Logs Are the Self-Healing Feedback Loop

bdougie
bdougie Co-Founder

Something funny happens when you watch an agent play Pokémon in the terminal.

You see lines like this scroll by:

NAV | Moving down toward (10, 4)
BATTLE | Won! Charmander defeated Squirtle
MILESTONE | Reached Route 1!
BACKTRACK | Cleared pre-party snapshots

At first glance it looks like debugging output. Maybe something Claude Code is generating. But that’s not what’s happening. Those lines are produced by the agent itself. It narrates its own decisions. Every navigation choice, battle outcome, and backtrack trigger.

The agent runs headless inside a stereOS VM. PyBoy emulates Pokémon Red with no display server, running roughly 100× faster than real time. No emulator window. No vision model. Just memory reads and button inputs. Claude Code isn’t generating that output. It’s piping raw stdout from the subprocess.

The logs are the only window into the system.

So the agent was intentionally designed to be verbose. You should be able to read the terminal output and follow every decision step by step. That turns out to matter a lot. Because those same logs power everything that comes next.

The problem everyone keeps running into

If you’ve spent time working with agents, this probably sounds familiar.

An agent can work on something for hours, explore solutions, figure out what fails, and then the session ends.
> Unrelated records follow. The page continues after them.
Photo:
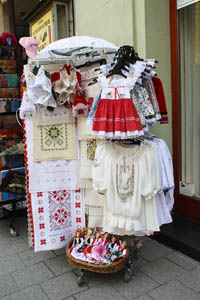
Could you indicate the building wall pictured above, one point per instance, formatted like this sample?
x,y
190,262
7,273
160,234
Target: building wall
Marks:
x,y
144,24
158,45
111,20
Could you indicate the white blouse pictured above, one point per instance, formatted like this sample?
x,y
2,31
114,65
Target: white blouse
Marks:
x,y
128,177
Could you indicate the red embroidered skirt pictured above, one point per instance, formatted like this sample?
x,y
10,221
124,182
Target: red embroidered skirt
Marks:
x,y
116,118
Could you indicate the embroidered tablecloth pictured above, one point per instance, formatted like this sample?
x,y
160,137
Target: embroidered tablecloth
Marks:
x,y
87,150
53,142
56,217
49,175
59,115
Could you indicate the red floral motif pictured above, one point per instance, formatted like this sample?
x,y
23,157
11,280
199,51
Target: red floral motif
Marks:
x,y
40,209
43,242
60,215
42,226
62,238
59,195
39,194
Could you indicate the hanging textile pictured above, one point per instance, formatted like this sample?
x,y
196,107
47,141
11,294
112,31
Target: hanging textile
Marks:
x,y
56,215
49,175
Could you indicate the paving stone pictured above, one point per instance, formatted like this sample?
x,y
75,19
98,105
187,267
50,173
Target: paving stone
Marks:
x,y
7,285
32,275
144,297
173,290
60,251
138,286
182,260
10,264
32,293
59,265
162,270
30,257
3,238
93,279
4,225
12,247
62,287
139,262
192,279
100,292
153,250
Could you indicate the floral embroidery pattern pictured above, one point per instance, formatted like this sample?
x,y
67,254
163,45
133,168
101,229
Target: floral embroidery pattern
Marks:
x,y
60,210
91,148
54,137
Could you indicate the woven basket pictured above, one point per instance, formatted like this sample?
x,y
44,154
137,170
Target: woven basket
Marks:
x,y
107,268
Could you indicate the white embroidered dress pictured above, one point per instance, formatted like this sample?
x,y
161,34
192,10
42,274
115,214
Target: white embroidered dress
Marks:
x,y
129,179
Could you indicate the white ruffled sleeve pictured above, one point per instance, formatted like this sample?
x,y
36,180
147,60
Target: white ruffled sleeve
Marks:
x,y
151,182
98,170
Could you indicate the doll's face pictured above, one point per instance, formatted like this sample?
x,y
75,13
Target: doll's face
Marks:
x,y
98,235
124,244
106,234
89,232
114,238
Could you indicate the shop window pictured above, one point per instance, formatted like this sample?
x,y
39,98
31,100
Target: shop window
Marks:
x,y
189,53
62,28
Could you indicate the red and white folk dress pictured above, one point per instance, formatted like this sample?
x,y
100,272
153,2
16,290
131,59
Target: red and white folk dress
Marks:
x,y
116,116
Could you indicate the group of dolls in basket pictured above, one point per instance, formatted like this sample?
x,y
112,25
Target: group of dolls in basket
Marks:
x,y
97,248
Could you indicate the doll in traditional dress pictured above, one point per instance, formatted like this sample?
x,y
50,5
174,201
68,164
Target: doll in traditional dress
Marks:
x,y
99,251
95,242
77,240
112,245
88,239
118,253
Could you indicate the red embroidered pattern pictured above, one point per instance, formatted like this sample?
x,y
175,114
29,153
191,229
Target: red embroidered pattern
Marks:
x,y
60,210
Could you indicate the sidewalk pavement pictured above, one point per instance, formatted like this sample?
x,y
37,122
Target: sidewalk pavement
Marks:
x,y
160,273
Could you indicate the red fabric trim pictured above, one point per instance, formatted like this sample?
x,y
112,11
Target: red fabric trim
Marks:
x,y
160,95
28,196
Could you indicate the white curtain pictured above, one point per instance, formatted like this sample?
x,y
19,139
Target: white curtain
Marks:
x,y
189,18
184,3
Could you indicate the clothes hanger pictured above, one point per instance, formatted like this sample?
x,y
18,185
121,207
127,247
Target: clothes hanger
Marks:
x,y
101,61
117,70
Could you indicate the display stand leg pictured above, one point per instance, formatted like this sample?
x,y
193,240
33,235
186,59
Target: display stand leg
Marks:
x,y
81,279
12,231
128,273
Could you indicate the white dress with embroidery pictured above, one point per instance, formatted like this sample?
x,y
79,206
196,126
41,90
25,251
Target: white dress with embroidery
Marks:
x,y
116,115
129,179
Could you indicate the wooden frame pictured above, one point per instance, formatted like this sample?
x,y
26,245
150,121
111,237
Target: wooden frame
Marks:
x,y
184,205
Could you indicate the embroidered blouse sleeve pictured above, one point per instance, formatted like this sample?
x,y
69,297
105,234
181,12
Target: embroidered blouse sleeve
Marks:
x,y
151,182
98,169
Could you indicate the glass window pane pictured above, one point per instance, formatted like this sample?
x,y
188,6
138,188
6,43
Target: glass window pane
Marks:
x,y
189,31
61,21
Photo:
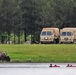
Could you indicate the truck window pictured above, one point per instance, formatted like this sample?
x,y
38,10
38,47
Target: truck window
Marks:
x,y
49,33
43,33
69,34
63,34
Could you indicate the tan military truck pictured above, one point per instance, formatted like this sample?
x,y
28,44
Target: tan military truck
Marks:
x,y
49,35
68,35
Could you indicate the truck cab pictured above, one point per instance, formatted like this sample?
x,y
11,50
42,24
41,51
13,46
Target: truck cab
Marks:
x,y
48,35
66,36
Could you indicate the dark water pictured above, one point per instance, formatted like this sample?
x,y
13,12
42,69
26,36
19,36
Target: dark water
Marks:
x,y
36,69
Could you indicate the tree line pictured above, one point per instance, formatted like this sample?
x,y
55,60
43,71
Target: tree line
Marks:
x,y
30,16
Everything it just learned disappears. Every new run starts from zero. That means every few hours of work feels like onboarding a brand-new intern.

This frustration is everywhere right now:

The default answer has been memory. Agent memory files. Markdown summaries. Vector databases. But a few hours of real work already produces thousands of tokens. Compress that aggressively and you lose the important details. Don’t compress it enough and the context window becomes unusable.
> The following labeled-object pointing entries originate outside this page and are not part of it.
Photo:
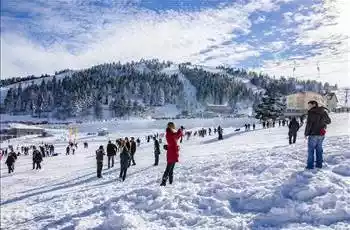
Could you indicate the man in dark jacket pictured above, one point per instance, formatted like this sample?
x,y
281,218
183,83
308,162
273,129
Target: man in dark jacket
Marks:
x,y
293,130
111,152
124,160
315,130
132,150
99,160
156,151
37,158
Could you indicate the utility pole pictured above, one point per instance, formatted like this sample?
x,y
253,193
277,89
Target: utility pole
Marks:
x,y
346,96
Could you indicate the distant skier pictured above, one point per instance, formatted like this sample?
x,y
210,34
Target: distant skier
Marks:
x,y
124,160
99,160
220,133
138,141
315,131
132,150
156,151
10,161
111,152
293,129
172,136
37,158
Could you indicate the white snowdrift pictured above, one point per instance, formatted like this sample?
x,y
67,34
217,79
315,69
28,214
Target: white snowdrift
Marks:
x,y
252,180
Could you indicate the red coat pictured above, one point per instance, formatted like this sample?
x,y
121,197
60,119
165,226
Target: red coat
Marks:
x,y
172,137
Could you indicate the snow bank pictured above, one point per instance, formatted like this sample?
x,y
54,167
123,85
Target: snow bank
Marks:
x,y
250,180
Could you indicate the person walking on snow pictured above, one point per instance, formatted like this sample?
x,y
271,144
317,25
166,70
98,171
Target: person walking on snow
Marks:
x,y
124,160
156,151
10,161
132,150
315,130
172,136
293,129
37,158
111,152
99,160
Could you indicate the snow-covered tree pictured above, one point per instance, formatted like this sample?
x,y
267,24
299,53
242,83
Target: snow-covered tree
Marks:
x,y
272,106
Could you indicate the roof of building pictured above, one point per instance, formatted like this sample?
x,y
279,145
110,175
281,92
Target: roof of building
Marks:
x,y
22,126
330,96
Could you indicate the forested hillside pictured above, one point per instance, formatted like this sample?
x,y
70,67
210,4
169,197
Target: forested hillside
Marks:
x,y
134,89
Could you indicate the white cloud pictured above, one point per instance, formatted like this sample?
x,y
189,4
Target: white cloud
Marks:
x,y
260,19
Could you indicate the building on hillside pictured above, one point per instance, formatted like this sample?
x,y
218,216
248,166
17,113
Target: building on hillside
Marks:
x,y
18,130
224,109
331,100
297,104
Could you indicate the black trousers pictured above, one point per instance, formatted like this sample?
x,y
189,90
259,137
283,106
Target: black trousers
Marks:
x,y
99,169
292,138
110,158
132,159
123,171
37,163
169,173
11,168
156,158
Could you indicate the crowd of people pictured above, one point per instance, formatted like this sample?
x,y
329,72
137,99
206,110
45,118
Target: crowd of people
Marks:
x,y
315,130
The system either forgets what matters. Or overwhelms itself trying to remember everything.

What’s missing isn’t memory. It’s observation.

Agents don’t need to remember everything they said. They need to notice the patterns in what they did. Where they got stuck. What strategies failed. Which approaches actually worked.

From logs to telemetry

Those exact agent log lines stream through a tapes proxy into Kafka. From there, the data fans out:

Agent → tapes Proxy → Kafka (agent.telemetry.raw)
                          ├→ telemetry-consumer (JSONL)
                          ├→ Flink SQL (anomaly detection)
                          │    └→ Kafka (agent.telemetry.alerts)
                          └→ DuckDB (ad-hoc queries)

Flink SQL jobs run anomaly detection in real time:

STUCK_LOOP When the agent repeats the same position more than ten times within thirty seconds.

TOKEN_SPIKE When token usage suddenly jumps beyond twice the rolling average.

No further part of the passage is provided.